Türk aile şirketleri, kurallar ve sistemler üzerine inşa edilmediğinde hem iş dünyasında hem de aile içinde ciddi sorunlarla karşılaşır. Bir şirket kurallarla yönetilmelidir. Kurallar yoksa kaçınılmaz olarak kuralsızlık hakim olur. Türk aile şirketleri için bu kurallar yalnızca iş süreçleriyle sınırlı kalmamalı aynı zamanda aile içi ilişkileri de kapsamalıdır. Aksi takdirde aile içinde çatışmalar, kırgınlıklar ve huzursuzluklar kaçınılmaz olur. Şirket tarafında ise nitelikli insanlar uzun süre kalmaz, gelenler çabuk gider, kalanlar da zamanla verimsizleşir.
Zamanla farkına varırsınız ki sizinle çalışmanın ne anlama geldiğini bilen yetenekli insanlar artık kapınızı çalmaz. “Çalıştıracak insan bulamıyoruz” cümlesi bu sürecin en acı çıktısıdır. Oysa sorun insanlarda değil sistemin olmayışındadır.

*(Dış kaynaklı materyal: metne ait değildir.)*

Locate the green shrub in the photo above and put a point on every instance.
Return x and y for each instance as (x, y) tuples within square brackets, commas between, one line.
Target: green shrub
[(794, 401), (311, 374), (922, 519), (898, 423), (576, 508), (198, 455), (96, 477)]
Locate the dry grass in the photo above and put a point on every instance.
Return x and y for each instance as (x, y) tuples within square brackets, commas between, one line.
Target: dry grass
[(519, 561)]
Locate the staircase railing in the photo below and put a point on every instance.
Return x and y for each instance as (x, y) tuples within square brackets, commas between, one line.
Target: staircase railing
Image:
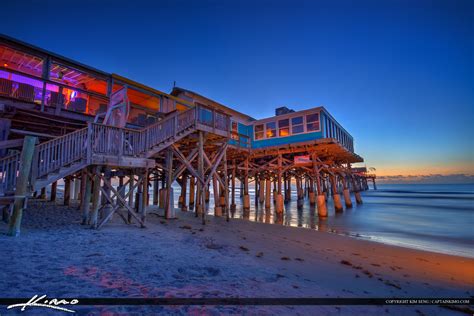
[(61, 151), (97, 139)]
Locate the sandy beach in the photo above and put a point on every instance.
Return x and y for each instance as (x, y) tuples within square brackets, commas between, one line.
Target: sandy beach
[(57, 256)]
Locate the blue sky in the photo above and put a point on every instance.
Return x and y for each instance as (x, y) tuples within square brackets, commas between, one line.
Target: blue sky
[(398, 75)]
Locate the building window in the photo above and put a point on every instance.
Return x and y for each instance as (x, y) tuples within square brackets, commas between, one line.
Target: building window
[(271, 129), (284, 127), (259, 131), (297, 126), (312, 122), (20, 61), (234, 130)]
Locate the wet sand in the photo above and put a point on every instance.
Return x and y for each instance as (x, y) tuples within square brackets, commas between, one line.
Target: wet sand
[(182, 258)]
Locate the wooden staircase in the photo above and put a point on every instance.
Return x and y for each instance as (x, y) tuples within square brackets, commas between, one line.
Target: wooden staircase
[(100, 144)]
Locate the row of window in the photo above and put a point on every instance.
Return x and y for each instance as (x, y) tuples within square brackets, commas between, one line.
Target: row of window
[(286, 127), (334, 131)]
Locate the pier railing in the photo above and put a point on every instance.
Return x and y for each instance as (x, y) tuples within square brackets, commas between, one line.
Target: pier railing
[(61, 151), (97, 139)]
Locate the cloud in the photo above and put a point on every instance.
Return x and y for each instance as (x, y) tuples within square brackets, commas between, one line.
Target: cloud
[(431, 178)]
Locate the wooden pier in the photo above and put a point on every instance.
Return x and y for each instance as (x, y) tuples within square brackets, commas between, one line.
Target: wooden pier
[(181, 137)]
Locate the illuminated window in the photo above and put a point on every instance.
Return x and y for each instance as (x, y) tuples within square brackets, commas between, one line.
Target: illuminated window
[(284, 127), (271, 129), (20, 61), (297, 126), (312, 122), (77, 78), (259, 131), (234, 130)]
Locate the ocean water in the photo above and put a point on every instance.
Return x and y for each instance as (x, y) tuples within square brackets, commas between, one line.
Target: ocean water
[(434, 217)]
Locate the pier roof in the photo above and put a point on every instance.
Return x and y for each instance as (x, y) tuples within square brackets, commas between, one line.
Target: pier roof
[(177, 91)]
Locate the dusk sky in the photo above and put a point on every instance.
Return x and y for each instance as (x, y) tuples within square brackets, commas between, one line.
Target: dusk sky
[(398, 75)]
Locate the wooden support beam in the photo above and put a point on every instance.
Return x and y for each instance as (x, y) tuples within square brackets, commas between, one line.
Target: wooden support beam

Yönetişim Olmadan Gelecek Planı Kurmak Mümkün Değil
Patronlar çoğu zaman “aslında bizim önümüz çok açık” der. Ancak bu hedefler, sadece niyetle değil sistemle mümkündür. Çocuklar şirkete dahil oldukça sorunlar büyür. Ortaklıklar varsa aileler arası eşitsizlik daha görünür hale gelir.
Bu noktada tecrübeyle söylüyoruz: Türk aile şirketlerinin büyük çoğunluğu sonraki nesillere sağlıklı şekilde devredilemiyor. Ve bu, istatistiklerle sabit bir gerçek. Ama bu hep böyle olmak zorunda değil.
Kurumsallaşma mı, Yönetişim mi?
Kurumsallaşma kelimesi kulağa iddialı gelebilir ama işin özü kurumsal yönetişimdir. Bu süreç şirketin ilk günden itibaren başlaması gereken bir kültürdür. Ürün sattığınız ilk gün, ilk hammaddeyi makineye koyduğunuz an itibariyle bu zihniyetle hareket etmeniz gerekir.
Yönetim bilimini derinlemesine bilmeniz gerekmez. Ama bu vizyona sahip olmanız şart. Danışman ihtiyacınız olup olmadığını ise ancak kendinize şu soruyu sorarak anlayabilirsiniz: “Bu süreci tek başıma yönetebiliyor muyum?”
Yönetemiyorsanız bütçeniz dahilinde danışmanlık alın, eğitimlere katılın, kaynaklar okuyun. Şirket büyüdükçe bu yatırımlar görünmez hale gelir, etkisi ise kalıcı olur.
Neden Her Şirket Yönetişimle Başlamalı?
Benim ilk kitabımın adı “Aile Şirketiniz Batmasın”. Çünkü gerçekten istemiyoruz batmanızı. Ama her şirket yaşayacak diye bir kural yok. El değiştirmek, kapanmak, küçülmek sistemin doğal parçalarıdır. Yönetilemeyen bir şirket hem çalışanına hem müşterisine zarar verir. O yüzden felsefi olarak da sürdürülemez.
Ancak, sizin için bu şirket değerliyse ona sahip çıkmak sizin sorumluluğunuzdur. Ve bunu ancak modern yönetim anlayışıyla, bilimsel bilgiyle ve adaletle gerçekleştirebilirsiniz.
Gerçek Patronluk Sorumluluğu Üstlenmekle Başlar
Patron olmak sadece iş kurmakla olmaz. Sorumluluk almaktır. Türk aile şirketlerinin güçlü yönleri kadar, yeniden yapılanmaya açık tarafları da vardır. Şirketinize sahip çıkın. Çünkü onu geleceğe taşıyacak olan kurduğunuz sistemdir, kişi değil.